Salvatore Sabatino ne ha parlato con Paolo Mastrolilli, esperto di politica
americana del quotidiano “La Stampa”:
R. - Hanno
fatto accordi per scambi commerciali che prevedono esportazioni dagli Stati Uniti
verso la Cina per 45 miliardi di dollari, che si calcola produrranno circa 230 mila
nuovi posti di lavoro negli Stati Uniti. In una situazione di crisi economica, come
quella in corso, naturalmente l’America non può fare a meno di un’opportunità di questo
genere. Da tempo, il ruolo economico che ha la Cina sta facendo parlare tutti gli
analisti di un "G2": un rapporto privilegiato fra Cina e Stati Uniti, che stanno diventando
le potenze dominanti del pianeta. Sullo sfondo di questi interessi economici restano,
però, ancora delle divergenze politiche abbastanza significative.
D.
- Persistono, infatti, le distanze sul fronte dei diritti umani, anche se Hu Jintao
ha detto - sollecitato da Obama - che è un tema universalmente importante…
R.
- Diciamo che ha fatto una piccola concessione lessicale, dicendo che la Cina riconosce
l’universalità dei diritti umani: ha detto che su questo settore il suo Paese sta
facendo dei grandi progressi, ma ha anche ribadito l’antica linea cinese, che essendo
la Repubblica Popolare un Paese in via di sviluppo, in sostanza, ha ancora la necessità,
in certi casi, di mettere lo sviluppo davanti al rispetto dei diritti umani.
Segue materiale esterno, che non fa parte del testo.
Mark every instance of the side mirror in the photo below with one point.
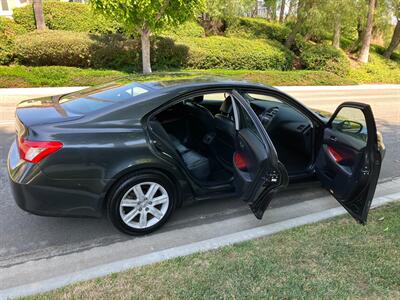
(349, 126)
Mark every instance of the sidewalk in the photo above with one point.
(47, 274)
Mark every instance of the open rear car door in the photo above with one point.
(258, 173)
(349, 160)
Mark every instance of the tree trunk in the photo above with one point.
(292, 36)
(336, 33)
(302, 9)
(282, 11)
(394, 42)
(145, 39)
(39, 16)
(292, 7)
(366, 42)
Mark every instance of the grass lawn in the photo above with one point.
(333, 259)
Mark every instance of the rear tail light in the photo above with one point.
(240, 161)
(35, 151)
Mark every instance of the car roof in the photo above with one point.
(200, 82)
(160, 92)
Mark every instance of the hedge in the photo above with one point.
(325, 58)
(64, 48)
(187, 29)
(74, 49)
(236, 53)
(66, 16)
(258, 28)
(8, 30)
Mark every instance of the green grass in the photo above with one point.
(378, 70)
(335, 259)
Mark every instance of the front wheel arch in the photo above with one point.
(157, 171)
(124, 184)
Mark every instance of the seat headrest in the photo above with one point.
(198, 99)
(226, 107)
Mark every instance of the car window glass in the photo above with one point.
(214, 96)
(351, 122)
(91, 101)
(254, 96)
(246, 122)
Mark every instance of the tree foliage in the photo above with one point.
(147, 16)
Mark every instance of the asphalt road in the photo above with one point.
(25, 237)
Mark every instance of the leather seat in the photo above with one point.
(225, 133)
(204, 122)
(197, 164)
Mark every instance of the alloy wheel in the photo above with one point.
(144, 205)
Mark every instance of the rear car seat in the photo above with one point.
(198, 165)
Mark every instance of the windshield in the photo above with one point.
(94, 99)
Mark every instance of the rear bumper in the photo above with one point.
(37, 193)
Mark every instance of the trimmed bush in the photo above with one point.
(258, 28)
(74, 49)
(68, 16)
(187, 29)
(236, 53)
(325, 58)
(8, 30)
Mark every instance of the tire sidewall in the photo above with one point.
(124, 185)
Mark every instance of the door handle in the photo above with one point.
(333, 138)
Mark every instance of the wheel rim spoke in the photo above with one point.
(129, 203)
(152, 191)
(159, 200)
(128, 217)
(143, 219)
(141, 212)
(137, 189)
(155, 212)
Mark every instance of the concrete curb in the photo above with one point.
(210, 244)
(340, 87)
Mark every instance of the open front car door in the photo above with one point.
(258, 173)
(349, 159)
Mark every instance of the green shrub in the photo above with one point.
(78, 49)
(187, 29)
(258, 28)
(8, 31)
(236, 53)
(325, 58)
(66, 16)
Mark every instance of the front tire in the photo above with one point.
(142, 203)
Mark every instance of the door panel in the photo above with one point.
(257, 171)
(348, 163)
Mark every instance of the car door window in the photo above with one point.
(351, 122)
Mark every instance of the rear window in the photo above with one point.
(95, 99)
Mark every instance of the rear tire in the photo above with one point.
(142, 203)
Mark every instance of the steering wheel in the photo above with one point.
(268, 115)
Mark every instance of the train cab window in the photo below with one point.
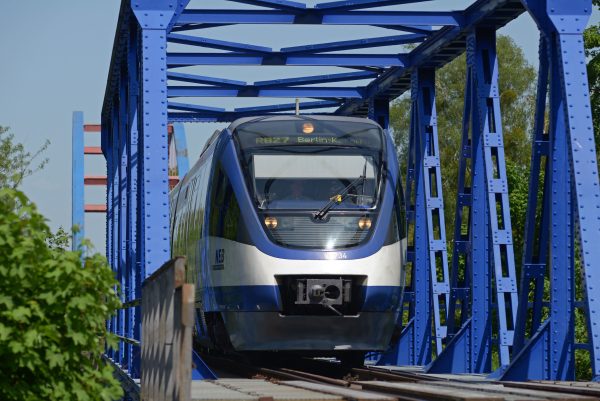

Naturalmente
c’era poi la questione aperta del Premio Nobel per la pace, che si trova ancora in
prigione in Cina … La concessione lessicale che ha fatto Hu Jintao può essere significativa
di un cambiamento che è in corso in Cina oppure può essere semplicemente una concessione
che ha fatto per soddisfare dal punto di vista delle apparenze pubbliche l’ospite
americano: questo si vedrà poi nei prossimi anni, soprattutto se gli Stati Uniti continueranno
a mantenere questa pressione su Pechino sul tema dei diritti umani.
D.
- Questo viaggio di Hu Jintao negli Stati Uniti sancisce ufficialmente lo spostamento
dell’asse politico-economico americano verso Oriente: non si rischia di isolare l’Europa?
R.
- Gli Stati Uniti continuano ad avere interessi molto forti in Europea sia dal punto
di vista economico, sia dal punto di vista politico e culturale. Non ci sono alleati
migliori degli Stati Uniti nel mondo. Quando ci sono crisi, come quella della guerra
al terrorismo o della situazione in Afghanistan o della situazione che c’era in Iraq,
gli Stati Uniti non hanno un altro continente o un altro gruppo di alleati altrettanto
fidati a cui appoggiarsi. E’ chiaro, però, che dal punto di vista del peso geopolitico,
la Cina e l’Estremo Oriente in generale stanno acquistando un’importanza sempre più
significativa ed è inevitabile, quindi, che si vada verso un rafforzamento dei rapporti.